Former Fort Valley Mayor Paul Reehling, who helped shepherd the city through damage from a massive tornado in 1975, died Monday at age 81.
Reehling’s daughter, Rosemary, said her father had been suffering from kidney failure for the past couple of months.
Reehling served five consecutive two-year terms as mayor from 1970-80. Former Peach County Commission Chairman James Khoury, a close friend of Reehling’s, said the mayor was instrumental in rebuilding downtown Fort Valley after a February 1975 tornado caused $7.5 million in damage.
“I think he was just about the best mayor we’ve ever had,” Khoury said. “Probably his biggest challenge was rebuilding the town (after the tornado). It took a year or two. They redid the streets, the sidewalks. We had parks where we didn’t have them before.”
Reehling was born in Baltimore, Maryland, and came to Georgia after his parents moved to Columbus. He served as a combat pilot in the Air Force during the end of the Korean War and also flew support missions.

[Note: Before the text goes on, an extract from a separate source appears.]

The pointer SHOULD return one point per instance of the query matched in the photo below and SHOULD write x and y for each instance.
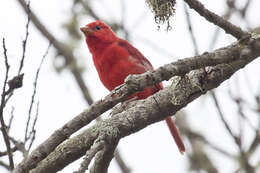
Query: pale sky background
(152, 149)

Reehling moved to Fort Valley in the early 1960s after he bought WFPM-AM, which became the city’s leading news station, Khoury said. Reehling’s gift of gab from his radio days earned him the nickname “Old Silver Tongue,” Khoury said.
“He had a great sense of humor,” Khoury said.
Reehling decided not to run for re-election in 1980 when his final term was up, citing the need to spend more time with his business and family. He ran for Congress in 1982, but later dropped out of the race.
Reehling was married to his wife, Mary Jo, for 45 years until her death in 1995. After her death, Reehling bought a house on the Georgia coast, where he could indulge his passion for boating, his daughter said.
Rosemary Reehling was a child during her father’s time as mayor, but said he was “beloved” and did a lot for both the black and white areas of town.
“He paved 21 miles of dirt roads,” she said. “He was a man of his word. ... I’ve had a lot of people tell me he gave them a start in broadcasting.”
Memorial arrangements were pending Monday afternoon.